Hindsight gives shape to stories, lives, and even pandemics. The payoff, handled well, gives us a new perspective on all that went before. One of the most ambivalent endings to a TV show in recent years came in the third season of Fargo. Its final episode concludes with a scene set some years after the main action. Our hero, the humble and shrewd cop Gloria Burgle, finally gets herself into an interrogation room with the predatory and mysterious antagonist, V.M. Varga.
Burgle is sure that she finally has the guy she’s been chasing bang to rights. He is equally sure that his powerful connections are going to contact Gloria’s higher-ups and demand she let him go. What happens when the interrogation room’s door opens will decide the issue, and tell us what kind of story we’ve been watching – one where goodness triumphs and villains get their just desserts, or something more cynical. The show then ends before we ever find out, with a final shot of the characters facing one another across the table, waiting.

These viewing experiences all toy with endings in ways which upset the Hollywood norm, where threats are dealt with, villains vanquished, lovers brought together, and order uncomplicatedly restored. Their unsettled sense of where a story ends speaks to our own experiences of the COVID-19 pandemic in which, however competently governments in one part of the world or another have managed the outbreak, there is still no sense of “how this will all ultimately shake out”.
Will there be a vaccine? How effective will it be? If the answer is “less than 100%”, what ongoing mitigations will be required – locally, nationally, globally? Who will be the vaccine “haves” and “have-nots”?
What is the post-COVID future of air travel? Of public transit? Of the office? The theatre? Family gatherings? Buffet bars? The ridiculous and sublime are all warped by this crisis whose endpoint remains unknown.
One of the reason we craft scenarios – stories of the future yet to come, intended not as predictions but as challenges to received expectations – is to help us give the future a sense of shape, even though time is unwritten and we are not (as far as we know!) characters in some wider fiction. The imagined futures built through scenario planning provide different possible payoffs to the situation we currently inhabit; different vantage points from which to understand the fix we find ourselves in today.
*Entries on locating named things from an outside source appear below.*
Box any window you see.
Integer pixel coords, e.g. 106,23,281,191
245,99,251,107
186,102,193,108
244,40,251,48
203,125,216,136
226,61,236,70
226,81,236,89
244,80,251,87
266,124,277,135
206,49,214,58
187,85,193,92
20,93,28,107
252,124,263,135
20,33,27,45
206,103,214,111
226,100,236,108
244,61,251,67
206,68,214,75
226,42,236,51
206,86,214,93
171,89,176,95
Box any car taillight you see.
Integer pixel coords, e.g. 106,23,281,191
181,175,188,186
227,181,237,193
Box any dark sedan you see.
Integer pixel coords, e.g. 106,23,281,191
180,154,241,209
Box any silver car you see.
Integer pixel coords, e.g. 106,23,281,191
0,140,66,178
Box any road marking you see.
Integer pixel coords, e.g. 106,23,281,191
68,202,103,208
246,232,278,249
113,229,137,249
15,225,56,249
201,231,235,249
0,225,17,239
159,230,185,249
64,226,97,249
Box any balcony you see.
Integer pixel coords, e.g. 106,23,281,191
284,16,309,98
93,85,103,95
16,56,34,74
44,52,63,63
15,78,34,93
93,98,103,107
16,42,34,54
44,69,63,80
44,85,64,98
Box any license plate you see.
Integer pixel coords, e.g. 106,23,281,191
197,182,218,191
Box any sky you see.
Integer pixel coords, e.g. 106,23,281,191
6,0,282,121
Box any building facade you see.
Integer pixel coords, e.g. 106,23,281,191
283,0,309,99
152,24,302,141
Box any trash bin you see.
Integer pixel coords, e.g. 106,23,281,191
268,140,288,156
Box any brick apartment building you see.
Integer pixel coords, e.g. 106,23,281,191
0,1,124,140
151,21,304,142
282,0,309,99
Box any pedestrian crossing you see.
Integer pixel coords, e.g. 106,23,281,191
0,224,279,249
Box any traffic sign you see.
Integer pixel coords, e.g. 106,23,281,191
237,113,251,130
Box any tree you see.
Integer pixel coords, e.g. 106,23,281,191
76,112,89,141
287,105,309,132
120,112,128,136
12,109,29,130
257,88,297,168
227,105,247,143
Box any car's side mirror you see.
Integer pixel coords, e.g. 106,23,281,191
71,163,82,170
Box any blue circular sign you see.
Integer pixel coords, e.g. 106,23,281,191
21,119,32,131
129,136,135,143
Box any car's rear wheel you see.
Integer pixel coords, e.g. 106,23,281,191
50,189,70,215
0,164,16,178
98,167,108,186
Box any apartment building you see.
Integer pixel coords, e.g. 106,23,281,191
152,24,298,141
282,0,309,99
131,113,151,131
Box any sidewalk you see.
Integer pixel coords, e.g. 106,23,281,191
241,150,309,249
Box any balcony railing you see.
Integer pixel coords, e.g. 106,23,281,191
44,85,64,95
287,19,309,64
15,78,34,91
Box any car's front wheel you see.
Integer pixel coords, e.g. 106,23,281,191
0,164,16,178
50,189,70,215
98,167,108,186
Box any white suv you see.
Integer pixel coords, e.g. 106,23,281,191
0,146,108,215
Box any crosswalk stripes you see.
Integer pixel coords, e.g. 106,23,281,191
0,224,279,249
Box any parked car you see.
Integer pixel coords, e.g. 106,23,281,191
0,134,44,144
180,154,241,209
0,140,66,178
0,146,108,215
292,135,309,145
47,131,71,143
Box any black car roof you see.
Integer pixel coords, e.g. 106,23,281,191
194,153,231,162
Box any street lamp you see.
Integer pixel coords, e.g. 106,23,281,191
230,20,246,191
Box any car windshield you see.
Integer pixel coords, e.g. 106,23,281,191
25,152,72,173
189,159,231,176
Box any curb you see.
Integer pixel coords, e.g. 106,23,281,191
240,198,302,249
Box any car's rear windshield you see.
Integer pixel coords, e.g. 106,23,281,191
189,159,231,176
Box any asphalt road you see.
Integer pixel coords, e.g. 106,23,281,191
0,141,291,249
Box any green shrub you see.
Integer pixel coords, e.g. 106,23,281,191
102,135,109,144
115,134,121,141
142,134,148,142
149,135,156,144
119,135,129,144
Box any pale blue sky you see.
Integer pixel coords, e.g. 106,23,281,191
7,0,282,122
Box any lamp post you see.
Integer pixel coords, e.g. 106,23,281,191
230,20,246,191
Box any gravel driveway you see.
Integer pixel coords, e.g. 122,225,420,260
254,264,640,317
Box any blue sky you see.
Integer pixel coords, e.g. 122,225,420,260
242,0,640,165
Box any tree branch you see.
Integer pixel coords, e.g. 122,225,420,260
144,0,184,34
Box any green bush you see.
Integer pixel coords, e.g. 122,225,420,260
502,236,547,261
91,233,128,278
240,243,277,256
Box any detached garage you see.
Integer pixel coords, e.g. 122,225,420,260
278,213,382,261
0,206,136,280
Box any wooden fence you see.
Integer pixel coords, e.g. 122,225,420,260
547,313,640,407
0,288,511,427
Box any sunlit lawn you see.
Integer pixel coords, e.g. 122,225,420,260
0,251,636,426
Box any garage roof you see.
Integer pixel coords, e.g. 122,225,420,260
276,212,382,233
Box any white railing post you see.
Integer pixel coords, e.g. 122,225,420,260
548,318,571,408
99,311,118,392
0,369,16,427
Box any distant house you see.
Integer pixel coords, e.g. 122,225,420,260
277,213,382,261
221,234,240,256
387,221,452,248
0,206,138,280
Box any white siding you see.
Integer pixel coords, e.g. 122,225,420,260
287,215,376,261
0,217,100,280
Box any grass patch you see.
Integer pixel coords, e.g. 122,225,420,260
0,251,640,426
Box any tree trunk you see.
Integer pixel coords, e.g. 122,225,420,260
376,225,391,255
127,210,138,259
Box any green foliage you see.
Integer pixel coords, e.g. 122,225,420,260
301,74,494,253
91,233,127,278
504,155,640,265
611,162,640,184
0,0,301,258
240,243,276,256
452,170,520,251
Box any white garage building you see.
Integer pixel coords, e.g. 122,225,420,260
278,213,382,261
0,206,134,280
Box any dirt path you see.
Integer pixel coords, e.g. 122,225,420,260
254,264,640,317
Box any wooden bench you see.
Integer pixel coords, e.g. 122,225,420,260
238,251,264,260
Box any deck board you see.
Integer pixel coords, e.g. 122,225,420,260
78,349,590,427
Scenarios, by their provisional, hypothetical, and multiple nature, remind us that there is always another narrative that can be shaped from the events we witness in the present. Good scenarios unravel the old stories we have been telling ourselves about what is going on – but that doesn’t mean they leave us unconsoled in a shapeless uncertainty.
Instead, they show us some of the varied ways in which the future might come to pass – focussing not on our expectations, hopes, or fears, but our blindspots. Scenarios are best worked on collectively; the process is as important as the product. They can be the narrative equivalent of clay models or maquettes which we invite others to sculpt collaboratively, working together until we look back on our handiwork and say: Yes. This is one future which might be waiting for us. And it’s something we didn’t expect; rich with opportunity as well as threat.
And these imagined endings can help us, even when the real end is still nowhere near in sight.